Nasce così il periodo attuale. Quello in cui Antonio – per nostra fortuna – scatta immagini con la fotocamera per consegnarcele. La passione tra i due cresce così tanto da cambiare la vita al giovane Angelozzi, appena 25enne. Lascia il suo sicuro posto in fabbrica per tuffarsi in una nuova avventura, quella di aprire un negozio di fotografia tutto suo. L’occhio e la sensibilità si arricchiscono di un nuovo strumento: il mestiere. La manualità, l’assiduo studio autodidattico del sapere fotografico. Le nuove tecnologie che spuntano all’orizzonte, con il digitale che si impone con le sue nuove regole. E ancora notti a studiare i nuovi strumenti, i programmi di editing video, le nuove possibilità nella realizzazione di grafiche e ricostruzioni di vecchie fotografie che fino ad allora apparivano fantascienza.

In questo periodo nasce, accanto al fotografo artista, il fotografo artigiano.

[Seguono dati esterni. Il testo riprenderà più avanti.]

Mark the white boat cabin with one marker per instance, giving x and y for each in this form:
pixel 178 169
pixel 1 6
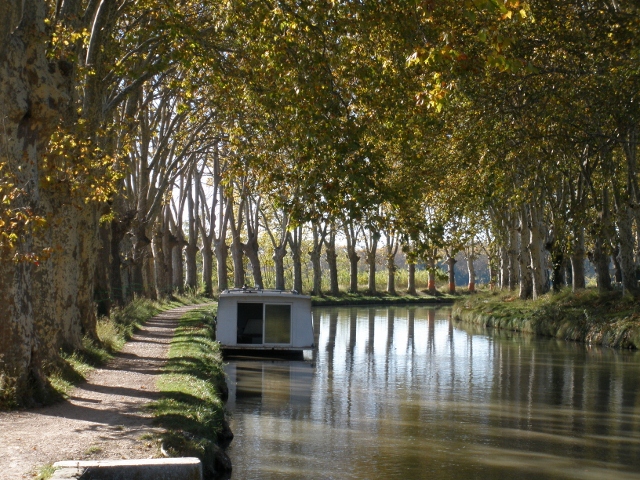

Ma in Antonio questi due aspetti si confondono. Lui non è mai né solo “artista sulle nuvole” né “impiegato della fotografia”. Che sia anche solo una festa in una scuola, invece di un reportage a Capo Verde, quello che ne viene fuori è sempre un prodotto pregiato. Ed è questa che qualcuno definirebbe “classe”. Non si spiegano altrimenti i tanti gioielli in macro, la natura rivista e disarticolata in immagini dentro altre immagini in una continua ricerca di forme, di colori e del severo bianco/nero. Ben presto alla figura dell’artista e dell’artigiano si aggiunge un altro: l’esploratore. Sebbene sappia farci viaggiare anche solo nelle rughe di un contadino abruzzese o di un gatto sdraiato al sole, Angelozzi decide che è giunta l’ora di girare il globo. Di questi viaggi, spesso avventurosi e in totale solitudine, ci regala i fantastici reportage dal già citato Capo Verde, dal Brasile, dall’India, da Berlino, dalla Francia eccetera. Ma ciò che è impossibile non notare è che lui ha una vera e propria fissa per lo sguardo della gente. Sia che guardino l’obiettivo, sia che stiano pensando agli affari loro, gli uomini e le donne che ritroviamo nelle opere di Antonio sembrano sempre familiari, sembrano poter comunicare con noi e noi con loro. Che siano bambini di Bombay, pescatori su una spiaggia del Sudamerica oppure operai in pausa davanti ad un bar del suo Abruzzo, Angelozzi non scatta mai senza i suoi strumenti base: l’occhio, la sensibilità e la curiosità. Ed è questo che rende impossibile rimanere indifferenti davanti ai suoi scatti.

Non importa molto se siamo noi quelli fotografati oppure coloro che la foto la stanno solo guardando.

Nelle opere di Antonio Angelozzi fotografato e osservatore sono lì a guardarsi a vicenda.